I am not particularly worried about curious students inaccurately interpreting my political beliefs. I am confident that those who know me understand my abhorrence of the previous administration’s contemptuous attitude toward civil liberties and its frequent skirting of the Constitution in favor of its own murky ends. However, the sticker is not meant to be a prop in an elaborately staged “How well do you really know me?” game but rather a device of old-fashioned political agitation. My goal is to elicit the combination of unease and visceral disgust from those on this campus trained to treat Bush-Cheney fandom as an unpardonable and incomprehensible offense.

I want the young, party-line Democrats around me to ask themselves why they consider Bush such a dismal president. Nowadays, people might cite his role in causing the financial crisis, but the Bush-Cheney tandem became personae non gratae well before the markets crashed. Six years ago, most of the complaints lodged against the Bush administration involved heinous executive power abuses. A quick trip down memory lane will reveal back to the embroilment in Middle East imbroglios, unconstitutional Guantanamo Bay detentions, and Patriot Act wiretapping questionable on both ethical and legal grounds.

A year into the second term of President Obama, the man elected to bring “change we can believe in” has largely discarded his ambitious domestic agenda—most notably by delaying implementation of the Affordable Care Act—in favor of casting his lot with the Bush era neoconservatives, who increasingly find themselves at odds with the Republican Party they once helmed. The president has bolstered Bush’s unmanned drone program, even going so far as to state that it has the legal authority to kill American citizens at its will, as long as the administration determines the citizen to meet the vague standard of being “engaged in combat.” Like Bush and Cheney, Obama seems to believe his war-making powers to be unlimited, extending beyond drone strikes into the insistence that he can go to war even if Congress, the body given the constitutional right to declare war, votes against it.

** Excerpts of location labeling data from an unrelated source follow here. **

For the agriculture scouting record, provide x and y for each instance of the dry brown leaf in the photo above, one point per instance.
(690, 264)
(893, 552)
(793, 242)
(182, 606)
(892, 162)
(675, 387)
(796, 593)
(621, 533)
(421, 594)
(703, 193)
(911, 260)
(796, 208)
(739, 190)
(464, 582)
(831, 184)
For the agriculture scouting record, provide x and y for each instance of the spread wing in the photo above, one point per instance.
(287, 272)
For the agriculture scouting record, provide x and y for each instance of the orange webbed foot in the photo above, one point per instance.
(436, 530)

Furthermore, Obama seems to believe he has not only the authority to kill potentially dangerous Americans but also the power to spy on every single one of them. Among the many revelations in the summer’s NSA scandal was the fact that no email or phone conversation is safe from the intruding eyes of bureaucrats in the Obama administration. This includes the private records of journalists, who have been targeted as potential obstacles to Obama’s consolidation of power.

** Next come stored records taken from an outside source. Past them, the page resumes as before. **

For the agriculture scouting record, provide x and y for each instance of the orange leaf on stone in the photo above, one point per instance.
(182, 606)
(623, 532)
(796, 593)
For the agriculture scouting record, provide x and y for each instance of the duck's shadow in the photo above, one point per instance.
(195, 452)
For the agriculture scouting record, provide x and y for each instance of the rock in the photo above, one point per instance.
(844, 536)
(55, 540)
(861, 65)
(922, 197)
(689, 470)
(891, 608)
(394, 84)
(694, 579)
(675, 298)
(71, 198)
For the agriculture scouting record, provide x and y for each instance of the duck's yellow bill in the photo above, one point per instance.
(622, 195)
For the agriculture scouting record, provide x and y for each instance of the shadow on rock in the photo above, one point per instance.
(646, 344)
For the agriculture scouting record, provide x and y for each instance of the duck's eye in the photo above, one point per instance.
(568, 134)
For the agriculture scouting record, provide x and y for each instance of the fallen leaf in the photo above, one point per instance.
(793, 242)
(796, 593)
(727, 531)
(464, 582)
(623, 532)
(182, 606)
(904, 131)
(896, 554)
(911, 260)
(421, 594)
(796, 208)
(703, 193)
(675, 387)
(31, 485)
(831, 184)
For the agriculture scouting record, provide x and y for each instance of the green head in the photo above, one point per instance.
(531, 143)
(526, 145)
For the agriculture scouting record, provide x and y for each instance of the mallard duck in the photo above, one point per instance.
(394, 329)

While unlikely to exert any real pushback against Obama’s continued transgressions against civil liberties, I hope that my Bush-Cheney sticker will at least address the climate that allowed these offenses to take place so frequently. Blinded by optimism, rhetoric, and party ID, too many citizens placed blissful trust in their new, thankfully-not-Bush leader. As a country, we cannot let this happen again.  All I ask when you see my red, white, and blue laptop ornamentation is to ruminate on how we can avoid electing even more Bush-Cheneys in the future.